Mamunur Rahman never really questioned why his sisters had not completed their education. In 2007, he was doing a masters degree in the UK, far from his home in Bangladesh, when a lecture on gender and development struck him.
“Hygiene is a big issue in my country, but as a man it had limited impact on me,” says Rahman. After completing his education, he went back to his motherland and was determined to work towards the health and hygiene of women. Through his work as an auditor, he had discovered something wrong in Bangladesh’s garment sector which employs over 85% women and is one of the largest garment exporters in the world.
“A huge absenteeism amongst the working women not only led to productivity and production loss [for] the garment factories, but also wage cuts for these women,” says Rahman. When he investigated the issues, he found the culprit: a lack of proper menstrual hygiene. It was the same reason Rahman’s sisters did not complete their education. Now 47, Rahman runs a non-profit called Ella Pads in and around Dhaka.
Absenteeism and hygiene
Over 90% of the female population in Bangladesh cannot afford sanitary pads, leading to a high rate of absenteeism in schools and workplaces. Menstruating women are looked down upon, often leave education and struggle to find employment for fear of the number of days they might take off. Near constant economic insecurity motivates families to cut down on the budget of menstrual hygiene products like tampons or pads. Instead, many women use clothes but limited access to clean toilets and water as well as improper and irregular washing leaves them susceptible to urinary infections and complications.
Ready-made garments make up 84 percent of Bangladesh's exports but the country is a dumping ground for waste from the garment factories. So in 2016, Rahman thought of an idea: converting waste from the garment industry into sanitary products for women and girls.
Today, Mamunur’s "Ella Pad'' employs poor and vulnerable women to make pads using cloth scraps from the garment industries. The idea of reusing a waste product was central to the vision—Rahman did not want the solution to period poverty to be one that might add pollution to the already unsanitary streets.
From excess waste to underwear
To produce any garment, machines are pre-fed with the exact shape and size of the clothing. To reduce the cost of production, a stack of fabric is cut together. During the cutting process, a lot of fabric is wasted and usually ends up in the brick clink for burning.
Ella Pad uses the part of the fabric which is left over after the cutting of cloth patterns. To get hold of this byproduct, Rahman established connections with garment factories. “The unused part of the fabric is used in such a way that the women undergarment and pads could easily be cut out in the same cutting cycle,” says Rahman. The workers at the companies can use these pads and underwear free of charge and the excess ones are sold for a nominal price.
“From school girls to middle aged women, we deliver the pads to everyone. The male workers at the factories also take the pads and underwear for the women at home,” adds Rahman.

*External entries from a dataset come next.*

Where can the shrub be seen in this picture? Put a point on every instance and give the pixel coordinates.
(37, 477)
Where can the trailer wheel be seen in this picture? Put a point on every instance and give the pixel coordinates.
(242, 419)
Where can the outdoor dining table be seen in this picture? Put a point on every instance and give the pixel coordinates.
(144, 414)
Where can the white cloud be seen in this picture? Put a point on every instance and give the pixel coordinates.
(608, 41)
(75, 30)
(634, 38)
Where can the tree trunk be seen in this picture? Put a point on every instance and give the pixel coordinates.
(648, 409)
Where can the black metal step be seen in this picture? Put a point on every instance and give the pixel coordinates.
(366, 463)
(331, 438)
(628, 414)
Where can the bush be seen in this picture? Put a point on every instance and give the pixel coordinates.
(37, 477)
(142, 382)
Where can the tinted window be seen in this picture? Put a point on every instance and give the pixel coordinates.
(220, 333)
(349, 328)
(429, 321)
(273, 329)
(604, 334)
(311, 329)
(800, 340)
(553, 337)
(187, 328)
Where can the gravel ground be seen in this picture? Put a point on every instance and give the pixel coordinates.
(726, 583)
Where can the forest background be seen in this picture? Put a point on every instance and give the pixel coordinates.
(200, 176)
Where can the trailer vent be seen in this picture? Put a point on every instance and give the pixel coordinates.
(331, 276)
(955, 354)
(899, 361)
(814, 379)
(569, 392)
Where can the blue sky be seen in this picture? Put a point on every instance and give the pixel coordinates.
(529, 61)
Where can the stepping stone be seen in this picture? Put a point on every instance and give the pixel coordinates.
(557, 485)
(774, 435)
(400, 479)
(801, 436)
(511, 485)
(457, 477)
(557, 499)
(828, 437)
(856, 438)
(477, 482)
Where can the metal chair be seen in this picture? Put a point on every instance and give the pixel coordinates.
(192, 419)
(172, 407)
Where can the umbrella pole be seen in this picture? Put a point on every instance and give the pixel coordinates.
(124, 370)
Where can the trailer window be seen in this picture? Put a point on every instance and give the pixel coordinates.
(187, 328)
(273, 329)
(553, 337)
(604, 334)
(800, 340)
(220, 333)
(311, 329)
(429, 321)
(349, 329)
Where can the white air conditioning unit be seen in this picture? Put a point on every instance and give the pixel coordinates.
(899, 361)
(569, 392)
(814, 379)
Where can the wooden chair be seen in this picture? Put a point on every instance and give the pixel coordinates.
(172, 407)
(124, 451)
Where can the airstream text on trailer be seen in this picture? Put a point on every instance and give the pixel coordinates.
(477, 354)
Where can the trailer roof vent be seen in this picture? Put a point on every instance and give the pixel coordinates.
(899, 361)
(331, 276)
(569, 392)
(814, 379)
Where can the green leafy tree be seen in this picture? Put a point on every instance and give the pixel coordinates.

Using every strand, every thread
Jahura Praveen, 35, is the coordinator of the Majail Ella Recycling cluster in Dhaka. She tells Footprint, "we do not let any piece, not even a thread, go to waste.”
Once the undergarments and other useful parts are cut from the fabric, including the shirts, pants etc. there still remains a lot of fabric left in the form of small chunks and pieces. These pieces are then taken from the factories and sent to recycling units like Praveen’s. There, 6-8 women work together during each shift. Currently, the recycling initiative operates at four different units in collaboration with 10 garment factories in Bangladesh.
“We make door mats, table mats, curtains and after Covid, also masks from the left over scraps,” says Praveen. “If the scrap is too short or unmanageable we use it to stuff pillows and blankets.”
Before having access to the reusable cloth pads, women in the community either used sanitary napkins or cloths. “The pads were expensive and had to be thrown away in the nearby empty spaces. I find these [Ella Pads] to be very useful. And I use each cloth pad for a minimum of six months,” says Praveen. “They [the pads] make life easier.”